С минуту он молчал, невесело смотрел на ту сторону, потом заговорил, не шевелясь, не глядя на меня:

– Глаза у тебя примечательные, парень! Знакомые глаза, видал я их где-то. Может, во сне, не знаю. Ты – откуда?

Когда я ответил, он туманно взглянул в лицо мне, отрицательно качнув головою.

– Не бывал в тех краях! Далёко!

– Сюда – ещё дальше.

– Откуда?

– От Курска.

Он усмехнулся.

– Я – не курский, – псковской. Это я при солдате сказал, что курский, так себе, нарочно. Не нравится мне солдат, не хочется правду ему говорить, этого он не стоит. И зовут меня – Павел, а не Василий. Павел Николаев Силантьев, сказано в пачпорте, – у меня и пачпорт есть… всё, как следует…

– Чего ты ходишь?

– Да… так как-то! Глядел-глядел, махнул рукой, а – ну вас! И пошёл, пером по ветру…

– Молчать! Я сам староста! – грозно закричали у барака, и тотчас же стал слышен голос солдата:

– Какие они работники? Они – сехта, они всё песни поют. И снова кто-то орал:

– Обязался ты, старый чорт, к воскресенью кончить постройку?

– Побросать у них струмент в речку!..

– И начинается скандал, – равнодушно проговорил Силантьев, опускаясь на корточки пред углями костра.

Вокруг барака, чётко выделяясь на светлой его полосе, суетились, как на пожаре, тёмные фигуры, ломали что-то, трещало и шаркало по камню дерево, звонкий голос весело командовал:

– Тихо-о! Сейчас я всё налажу…

– Плотники – вертись живо! Дай сюда пилу…

Командовали трое: рыжебородый мужик в матросской фуфайке, высокий, сиплый, на тонких ногах; длинной рукою он держал старика в белом за шиворот, встряхивал его и с яростным наслаждением орал:

– А где у тебя нары, а?
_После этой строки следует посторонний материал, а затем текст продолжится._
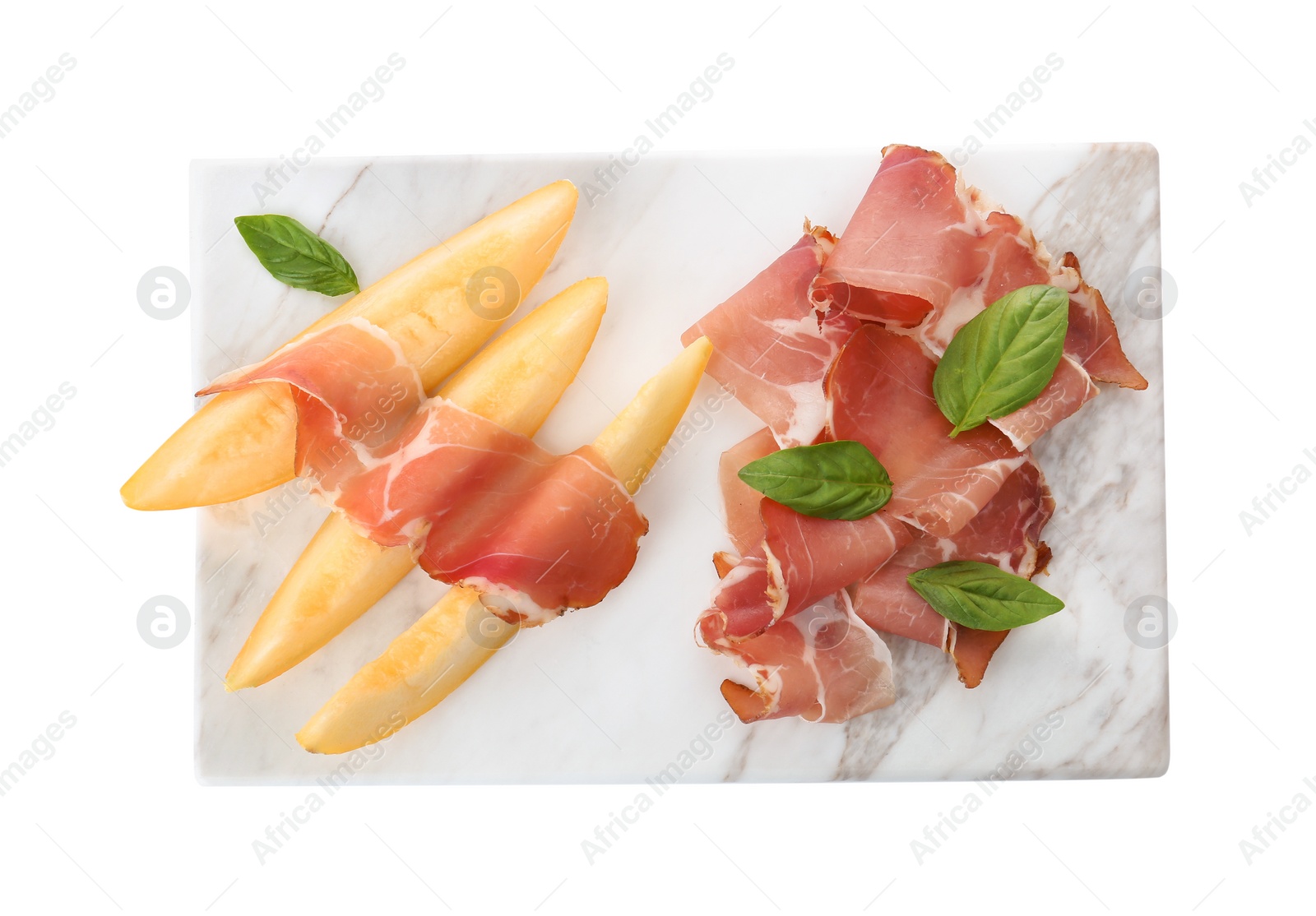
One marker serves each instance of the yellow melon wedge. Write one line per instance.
(243, 441)
(515, 382)
(458, 635)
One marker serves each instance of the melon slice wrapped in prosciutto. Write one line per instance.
(477, 503)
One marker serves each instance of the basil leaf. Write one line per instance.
(296, 256)
(982, 596)
(1003, 357)
(827, 481)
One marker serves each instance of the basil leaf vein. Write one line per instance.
(1003, 357)
(841, 481)
(982, 596)
(296, 256)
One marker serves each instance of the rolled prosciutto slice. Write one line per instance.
(881, 395)
(924, 252)
(772, 349)
(1006, 534)
(478, 503)
(786, 561)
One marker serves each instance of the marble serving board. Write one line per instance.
(620, 692)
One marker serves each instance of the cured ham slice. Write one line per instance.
(787, 561)
(1070, 388)
(478, 503)
(1092, 337)
(772, 350)
(924, 252)
(1006, 534)
(881, 395)
(864, 320)
(822, 665)
(809, 558)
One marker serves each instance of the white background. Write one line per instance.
(94, 192)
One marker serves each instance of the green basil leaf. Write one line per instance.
(296, 256)
(1003, 357)
(827, 481)
(982, 596)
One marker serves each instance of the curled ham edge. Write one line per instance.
(1070, 388)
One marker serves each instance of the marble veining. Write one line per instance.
(618, 692)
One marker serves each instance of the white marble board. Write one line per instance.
(620, 692)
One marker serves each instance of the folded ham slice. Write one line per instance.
(1006, 534)
(822, 661)
(824, 665)
(772, 349)
(924, 252)
(881, 395)
(478, 503)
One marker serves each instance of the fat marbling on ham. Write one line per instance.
(822, 661)
(478, 503)
(772, 349)
(1007, 534)
(921, 256)
(927, 253)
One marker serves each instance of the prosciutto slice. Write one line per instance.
(1006, 534)
(478, 503)
(824, 665)
(787, 561)
(881, 395)
(772, 350)
(927, 253)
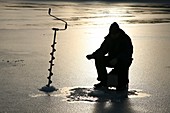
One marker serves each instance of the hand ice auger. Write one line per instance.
(53, 47)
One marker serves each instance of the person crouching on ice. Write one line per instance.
(119, 49)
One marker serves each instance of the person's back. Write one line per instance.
(118, 46)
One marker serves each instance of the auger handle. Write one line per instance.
(49, 12)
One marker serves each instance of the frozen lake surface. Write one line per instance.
(26, 37)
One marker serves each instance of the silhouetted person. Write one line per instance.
(116, 52)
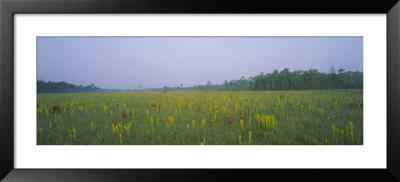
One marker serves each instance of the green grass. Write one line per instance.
(303, 118)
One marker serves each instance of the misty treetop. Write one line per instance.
(310, 79)
(62, 87)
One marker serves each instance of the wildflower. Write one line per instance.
(249, 137)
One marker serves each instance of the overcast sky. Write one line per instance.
(154, 62)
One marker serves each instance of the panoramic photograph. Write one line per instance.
(199, 91)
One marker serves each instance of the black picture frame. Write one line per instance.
(8, 8)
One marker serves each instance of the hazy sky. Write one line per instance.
(154, 62)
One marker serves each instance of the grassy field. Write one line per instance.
(201, 118)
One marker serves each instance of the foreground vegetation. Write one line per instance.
(201, 118)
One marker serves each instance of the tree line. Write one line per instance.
(310, 79)
(62, 87)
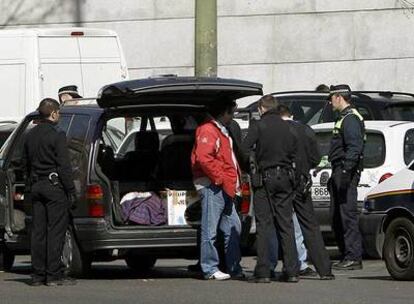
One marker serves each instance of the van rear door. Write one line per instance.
(175, 91)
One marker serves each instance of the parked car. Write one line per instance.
(387, 222)
(389, 148)
(97, 230)
(36, 62)
(311, 107)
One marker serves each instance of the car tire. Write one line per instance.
(399, 249)
(6, 258)
(140, 263)
(77, 264)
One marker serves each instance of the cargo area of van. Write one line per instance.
(152, 166)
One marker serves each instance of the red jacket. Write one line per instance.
(213, 158)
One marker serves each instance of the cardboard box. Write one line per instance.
(177, 202)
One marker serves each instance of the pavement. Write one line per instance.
(170, 282)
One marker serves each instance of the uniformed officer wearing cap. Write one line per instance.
(346, 156)
(68, 93)
(50, 183)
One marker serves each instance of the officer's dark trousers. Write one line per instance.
(279, 186)
(344, 214)
(312, 235)
(50, 221)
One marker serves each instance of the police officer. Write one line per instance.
(308, 157)
(49, 176)
(346, 155)
(275, 150)
(67, 93)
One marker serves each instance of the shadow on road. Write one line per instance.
(377, 278)
(117, 272)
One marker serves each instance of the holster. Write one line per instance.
(257, 180)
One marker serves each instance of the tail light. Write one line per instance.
(384, 177)
(94, 196)
(245, 203)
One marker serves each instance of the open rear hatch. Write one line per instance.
(175, 90)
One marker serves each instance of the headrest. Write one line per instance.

Готовы, а?

Очень заметен был молодой, широкоплечий парень в розовой рубахе, разорванной на спине от ворота до пояса; он совал в окно барака тесины, покрикивая звонко:

– Принимай' Настилай!

А третьим командиром был солдат, он толкался среди людей и злорадно пел, ядовито разделяя слога:

– Ага-а, са-во-ла-чи, сехта! Они на меня никакого внимания, се-рба! Я говорю: ребята, торопись, пожалуйста! Прибудет устамший народ…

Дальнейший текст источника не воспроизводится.